Memories, Like The Corners of My Mind…

While the tea was cooling this morning, I perused the headlines at the New York Times. There was an interesting article* on people suffering from prosopagnosia, a disorder that results in the inability to recognize facal differences. People with face blindness can typically understand facially expressed emotions — they know whether a face is happy or sad, angry or puzzled. They can detect subtle facial cues, determine gender and even agree with everyone else about which faces are attractive and which are not. In other words, they see the face clearly, they just do not know whose face they are looking at, and cannot remember it once they stop looking. Researchers say the phenomenon is much more common than previously believed: they found that 2.47% of 689 randomly selected students in Münster, Germany, had the disorder. People with face blindness develop alternate strategies for identifying people — they remember their clothes, mannerisms, gait, hairstyle or voice.

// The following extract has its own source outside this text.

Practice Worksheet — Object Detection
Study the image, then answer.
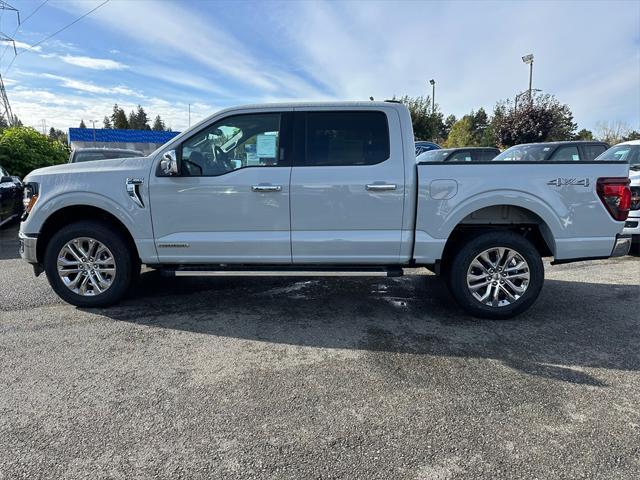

There are times I wonder if I might have this. I’m horrible at remembering faces. I’ll need to see a person a few times before the connection is made. On the other hand, my spatial memory is spot on. I can remember how rooms were laid out in my childhood, hotel rooms we visited, navagate in cities (except in that small area near South Coast Plaza, where are the roads are twistly little passages that look alike).

I have this theory that everyone has one form of memory that they excel at. In my case, it is spatial and geographic memory. What’s yours?


* BTW, if you read the New York and want to link to an article, you should know about the New York Times Link Generator. This permits generation of a reference link to a New York Times article that doesn’t require registration.